View from the Outside

This editorial ran in The People’s Daily Online, one of the state-run Chinese news agencies.  Honestly, it’s a telling view of how our Constitution is viewed from the outside looking in; as well as the lack of regard for personal liberty held by the Chinese government.

Each shooting triggers intense community debate for a time. People will ask the government to tighten controls on firearms. These arguments rush in like a monsoon: stay for a while, and then leave. However, the United States has not truly banned individual possession of firearms.

Which are of coursed effectively banned in the PRC.  The author seems genuinely confused at this point, as she expounds further below.

The number of privately owned firearms in the United States ranks first in the world: almost one firearm per person. There is an argument that says guns – like hamburgers, hot dogs and rock and roll – are an inseparable part of US culture. The harsh life in early period of immigration to North America might be one reason for this particular culture. But even nowadays, when the United States has become the world’s richest and most developed country, the American people’s “gun complex” remains unchanged.

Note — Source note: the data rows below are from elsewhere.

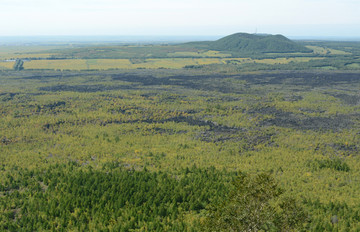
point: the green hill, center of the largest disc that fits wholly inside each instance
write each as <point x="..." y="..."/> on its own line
<point x="253" y="43"/>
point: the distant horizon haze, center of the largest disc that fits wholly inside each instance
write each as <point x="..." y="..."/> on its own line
<point x="309" y="18"/>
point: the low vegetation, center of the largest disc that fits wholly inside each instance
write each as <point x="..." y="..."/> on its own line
<point x="180" y="149"/>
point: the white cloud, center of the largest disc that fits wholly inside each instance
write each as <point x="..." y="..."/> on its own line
<point x="162" y="16"/>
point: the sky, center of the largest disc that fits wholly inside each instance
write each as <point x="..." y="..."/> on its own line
<point x="340" y="18"/>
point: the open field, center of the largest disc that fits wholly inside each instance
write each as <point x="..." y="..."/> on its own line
<point x="165" y="63"/>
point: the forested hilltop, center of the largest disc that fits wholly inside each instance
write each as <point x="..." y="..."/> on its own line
<point x="254" y="43"/>
<point x="114" y="138"/>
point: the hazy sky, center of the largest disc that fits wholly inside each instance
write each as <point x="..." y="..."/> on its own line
<point x="180" y="17"/>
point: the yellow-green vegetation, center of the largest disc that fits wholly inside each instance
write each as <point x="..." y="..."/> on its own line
<point x="200" y="54"/>
<point x="174" y="138"/>
<point x="327" y="51"/>
<point x="165" y="63"/>
<point x="7" y="65"/>
<point x="295" y="125"/>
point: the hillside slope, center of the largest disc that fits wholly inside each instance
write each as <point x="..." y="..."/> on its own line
<point x="253" y="43"/>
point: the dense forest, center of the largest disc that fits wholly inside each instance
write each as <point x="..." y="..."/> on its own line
<point x="247" y="144"/>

It is not that the “harsh life” of early Americans entrenched a gun culture in the nation, but rather a culture of liberty.  And while she seems to grasp the concept of “firearms = civil right” as an academic idea in America; she doesn’t seem to quite have it down.

In the United States, the freedom to possess guns is regarded as a human right. The first article of the Amendment to the United States Constitution guarantees the freedom of speech. The second determines the rights of citizens with guns.

But that’s not what the 2nd Amendment does.  Yes, it enshrines civilian ownership of firearms in the Constitution, held in equal regard with the right to free speech.  But it’s primary purpose was to prevent tyrannical governments from oppressing the people; tyrannical governments like your very own leaders, Ms. Xiaoning.

That’s the disconnect – the American belief that the individual often carries more value than the collective as a whole; our nation is founded on the concept of personal liberty.  That concept is (brutally) suppressed even today in China.

3 Comments

  1. That’s the disconnect – the American belief that the individual often carries more value than the collective as a whole; our nation is founded on the concept of personal liberty.

    And yet, while valuable, that very concept often causes as many problems as it solves.

  2. It’s almost like you want me to quote the Founding Fathers.

    I would rather be exposed to the inconveniences attending too much liberty than to those attending too small a degree of it. – Thomas Jefferson

  3. We do have problems with our mental health system, namely that we can’t lock up anyone until after they commit brutal crimes. And, sometimes even then we can’t keep them locked up for long.